Había dormido, aunque no podría decir cuánto, hasta que la luz del alba que entraba por las ventanas rectangulares y estrechas la despertó. Tenía que haber gente cerca. Tenía que haber alguien que pudiera acudir en su ayuda. Aun siendo agosto, el mes en el que el calor vaciaba las calles, estaban en Roma, una ciudad viva al otro lado de aquellas paredes medievales. Los guardas no tardarían en abrir las puertas de las oficinas del Parlamento. Las secretarias comenzarían a repartir el correo. El personal del pequeño café en el que cada mañana solía tomarse su macchiato se extrañarían de su ausencia. Alicia Vaccarini era una mujer de costumbres. Habría otros que también repararían en su ausencia, y cuando llegase el mediodía, comenzarían a extrañarse. Tenía que asistir a una recepción en honor de un grupo que venía de Bruselas, y ella jamás se perdía algo así. Era una mujer diligente y que además no tenía nada mejor que hacer.

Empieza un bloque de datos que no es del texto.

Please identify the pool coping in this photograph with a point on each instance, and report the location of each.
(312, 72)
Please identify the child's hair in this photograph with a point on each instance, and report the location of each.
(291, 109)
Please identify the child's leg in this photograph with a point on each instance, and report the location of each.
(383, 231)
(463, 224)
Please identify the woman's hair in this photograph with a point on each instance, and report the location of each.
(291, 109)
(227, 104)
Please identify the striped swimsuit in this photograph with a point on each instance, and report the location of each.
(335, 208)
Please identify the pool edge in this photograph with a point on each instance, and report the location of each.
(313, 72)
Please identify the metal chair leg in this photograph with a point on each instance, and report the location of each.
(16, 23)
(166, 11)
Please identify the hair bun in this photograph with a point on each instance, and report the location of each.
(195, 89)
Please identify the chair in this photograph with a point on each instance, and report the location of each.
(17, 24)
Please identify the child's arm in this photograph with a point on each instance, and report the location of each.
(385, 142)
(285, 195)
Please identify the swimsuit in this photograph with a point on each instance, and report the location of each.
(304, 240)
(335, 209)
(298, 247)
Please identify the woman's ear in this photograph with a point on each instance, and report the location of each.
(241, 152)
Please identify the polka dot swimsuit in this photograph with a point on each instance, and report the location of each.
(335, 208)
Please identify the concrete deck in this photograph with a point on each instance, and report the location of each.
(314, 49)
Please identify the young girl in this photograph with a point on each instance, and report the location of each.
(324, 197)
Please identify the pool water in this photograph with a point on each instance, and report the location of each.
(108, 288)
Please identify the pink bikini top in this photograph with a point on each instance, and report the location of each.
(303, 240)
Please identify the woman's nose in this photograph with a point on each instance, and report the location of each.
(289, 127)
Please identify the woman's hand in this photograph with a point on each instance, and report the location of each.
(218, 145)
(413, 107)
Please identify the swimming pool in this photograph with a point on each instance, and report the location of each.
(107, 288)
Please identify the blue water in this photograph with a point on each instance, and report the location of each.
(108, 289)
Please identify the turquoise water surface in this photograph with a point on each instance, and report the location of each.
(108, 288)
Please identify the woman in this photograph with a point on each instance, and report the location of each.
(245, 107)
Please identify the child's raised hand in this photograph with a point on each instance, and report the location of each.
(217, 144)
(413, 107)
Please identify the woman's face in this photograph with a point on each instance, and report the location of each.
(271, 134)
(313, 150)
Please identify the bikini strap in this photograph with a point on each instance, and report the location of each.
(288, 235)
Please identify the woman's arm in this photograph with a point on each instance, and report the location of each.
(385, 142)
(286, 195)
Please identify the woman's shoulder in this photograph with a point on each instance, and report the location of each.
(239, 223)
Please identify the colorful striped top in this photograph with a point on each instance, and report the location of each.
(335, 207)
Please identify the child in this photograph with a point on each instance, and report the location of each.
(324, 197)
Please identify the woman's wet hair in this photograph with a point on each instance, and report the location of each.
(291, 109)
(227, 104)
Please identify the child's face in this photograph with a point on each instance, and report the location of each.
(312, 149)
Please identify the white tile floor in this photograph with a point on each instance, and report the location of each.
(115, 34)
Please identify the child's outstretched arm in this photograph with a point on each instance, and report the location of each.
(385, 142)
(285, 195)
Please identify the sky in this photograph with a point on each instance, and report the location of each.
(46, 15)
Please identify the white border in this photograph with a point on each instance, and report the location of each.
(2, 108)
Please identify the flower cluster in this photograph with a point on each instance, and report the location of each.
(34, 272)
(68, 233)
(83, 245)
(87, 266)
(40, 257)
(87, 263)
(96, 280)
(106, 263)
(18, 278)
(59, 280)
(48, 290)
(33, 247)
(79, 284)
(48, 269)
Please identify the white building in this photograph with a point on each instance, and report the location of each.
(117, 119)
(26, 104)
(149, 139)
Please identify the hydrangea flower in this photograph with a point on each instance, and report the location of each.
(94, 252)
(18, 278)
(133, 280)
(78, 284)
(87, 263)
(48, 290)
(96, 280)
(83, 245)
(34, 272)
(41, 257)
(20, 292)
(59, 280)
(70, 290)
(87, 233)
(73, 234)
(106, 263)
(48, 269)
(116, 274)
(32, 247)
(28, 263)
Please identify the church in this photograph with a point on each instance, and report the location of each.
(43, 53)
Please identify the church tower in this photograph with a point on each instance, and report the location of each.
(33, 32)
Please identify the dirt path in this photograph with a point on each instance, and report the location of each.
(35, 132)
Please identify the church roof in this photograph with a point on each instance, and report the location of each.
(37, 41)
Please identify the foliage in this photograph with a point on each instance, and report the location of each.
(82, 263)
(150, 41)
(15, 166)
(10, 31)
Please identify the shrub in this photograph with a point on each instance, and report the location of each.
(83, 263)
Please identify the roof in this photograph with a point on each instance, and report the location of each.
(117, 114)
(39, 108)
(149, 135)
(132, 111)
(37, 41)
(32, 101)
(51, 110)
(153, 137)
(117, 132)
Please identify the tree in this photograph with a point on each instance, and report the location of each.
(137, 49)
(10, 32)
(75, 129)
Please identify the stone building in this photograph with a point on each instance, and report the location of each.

En resumen: a las dos, las tres todo lo más, alguien se pasaría por su casa y descubriría que no había pasado allí la noche. Darían cuenta a la policía. Se harían preguntas para las que no se encontraría respuesta.
Intentó convencerse de que el descubrimiento de aquella serie de enredados acontecimientos contenía un rayo de esperanza, pero fue imposible: el volvería y acabaría lo que había empezado. Tendría prisa por terminar con ella y pasar a lo que siguiera después.

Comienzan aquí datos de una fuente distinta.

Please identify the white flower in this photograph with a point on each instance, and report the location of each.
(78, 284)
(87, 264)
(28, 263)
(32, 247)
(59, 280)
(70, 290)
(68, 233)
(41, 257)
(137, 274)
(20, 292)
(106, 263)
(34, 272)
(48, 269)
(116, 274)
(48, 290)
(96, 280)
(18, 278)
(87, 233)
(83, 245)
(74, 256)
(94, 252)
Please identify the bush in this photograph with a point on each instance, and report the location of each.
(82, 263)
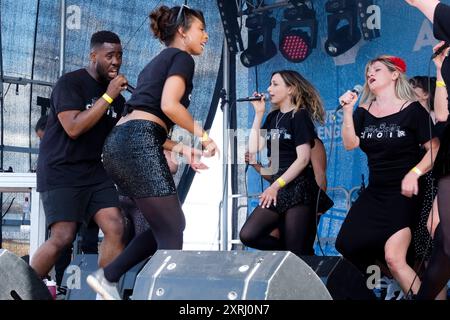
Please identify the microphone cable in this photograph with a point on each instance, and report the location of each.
(330, 150)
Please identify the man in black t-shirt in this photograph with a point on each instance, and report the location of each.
(84, 106)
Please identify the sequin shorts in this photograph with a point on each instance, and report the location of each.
(133, 157)
(303, 190)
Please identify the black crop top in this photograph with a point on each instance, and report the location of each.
(148, 92)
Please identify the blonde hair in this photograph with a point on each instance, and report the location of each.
(403, 89)
(304, 95)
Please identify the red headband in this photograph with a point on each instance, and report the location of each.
(399, 63)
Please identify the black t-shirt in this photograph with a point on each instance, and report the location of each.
(64, 162)
(148, 93)
(392, 143)
(292, 131)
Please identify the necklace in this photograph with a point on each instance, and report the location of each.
(278, 118)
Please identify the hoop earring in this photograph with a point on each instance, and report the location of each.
(188, 38)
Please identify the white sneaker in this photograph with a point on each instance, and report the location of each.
(108, 290)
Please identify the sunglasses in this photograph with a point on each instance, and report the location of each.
(181, 14)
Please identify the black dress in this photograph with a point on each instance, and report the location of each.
(442, 32)
(392, 144)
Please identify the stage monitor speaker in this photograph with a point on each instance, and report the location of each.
(343, 280)
(75, 277)
(228, 275)
(18, 281)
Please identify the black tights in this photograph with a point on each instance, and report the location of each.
(166, 220)
(299, 230)
(438, 271)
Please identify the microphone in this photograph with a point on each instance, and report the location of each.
(254, 98)
(439, 51)
(356, 89)
(130, 88)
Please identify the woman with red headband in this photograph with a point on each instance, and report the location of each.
(438, 271)
(390, 127)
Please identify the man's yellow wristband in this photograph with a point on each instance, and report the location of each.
(440, 84)
(107, 98)
(417, 171)
(281, 182)
(205, 137)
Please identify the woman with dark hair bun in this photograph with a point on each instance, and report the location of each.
(133, 153)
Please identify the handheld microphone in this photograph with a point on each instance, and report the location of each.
(356, 89)
(254, 98)
(439, 51)
(130, 88)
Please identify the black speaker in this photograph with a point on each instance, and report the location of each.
(228, 275)
(18, 281)
(75, 277)
(343, 280)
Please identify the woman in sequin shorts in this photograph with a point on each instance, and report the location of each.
(133, 153)
(291, 197)
(437, 273)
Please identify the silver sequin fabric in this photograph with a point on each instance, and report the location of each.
(133, 157)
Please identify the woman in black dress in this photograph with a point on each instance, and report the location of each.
(437, 273)
(390, 127)
(291, 198)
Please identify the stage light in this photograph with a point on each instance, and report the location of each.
(260, 44)
(298, 32)
(343, 31)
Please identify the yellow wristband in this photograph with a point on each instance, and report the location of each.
(417, 171)
(205, 137)
(107, 98)
(440, 84)
(281, 182)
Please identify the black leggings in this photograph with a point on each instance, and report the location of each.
(167, 222)
(437, 273)
(298, 230)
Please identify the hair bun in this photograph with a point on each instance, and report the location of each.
(159, 20)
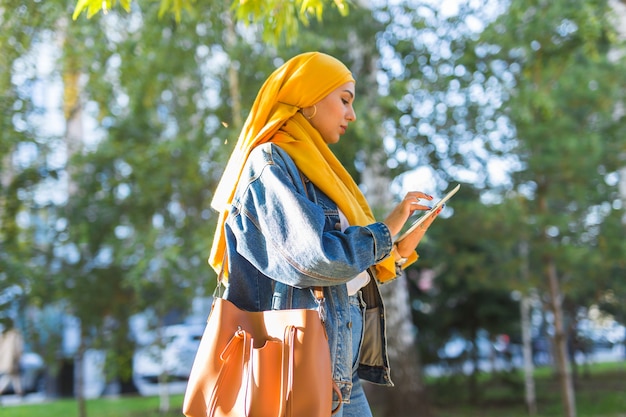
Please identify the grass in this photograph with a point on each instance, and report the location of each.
(599, 393)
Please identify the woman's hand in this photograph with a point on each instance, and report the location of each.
(401, 213)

El libro seguía abierto en el suelo, pero no quería mirarlo. La patrona de los músicos se merecía ser una figura más alegre, más feliz, y no un cuerpo de mármol blanco envuelto en una túnica, con tres heridas visibles en el cuello. Ella sólo tenía una, y era superficial. Había dejado de sangrar poco después de que Fosse se marchara a toda prisa de allí. Una herida era suficiente, y cerró los ojos preguntándose si tendría en su interior la capacidad de rezar. Había llegado el momento de tomar medidas desesperadas.
Entonces se oyó un ruido abajo. El corazón le dio un vuelco de esperanza. Hubo un ruido de pasos que se acercaba, pasos decididos y pesados, pasos que le resultaban familiares. Cerró los ojos y lloró.
Cuando los abrió, Gino Fosse estaba delante de ella, mirándola confundido. Llevaba una camisa a cuadros llena de polvo y rasgada por delante. Respiraba a bocanadas, y Alicia no supo qué pensar. No podía dilucidar si aquello era bueno o malo. Entonces él empezó a hablar a toda velocidad, a enredarse en un absurdo incomprensible sobre la Iglesia y la perfidia de las mujeres. Sonó el teléfono. Estaba en una mesita junto a la ventana que tenía enfrente, y contestó mientras ella escuchaba con toda atención. Había un matiz servil en su voz, algo inusitado hasta aquel momento. Parecía tan seguro, tan capaz de actuar individualmente…
Se quedó callado y con la cabeza baja. Eran malas noticias.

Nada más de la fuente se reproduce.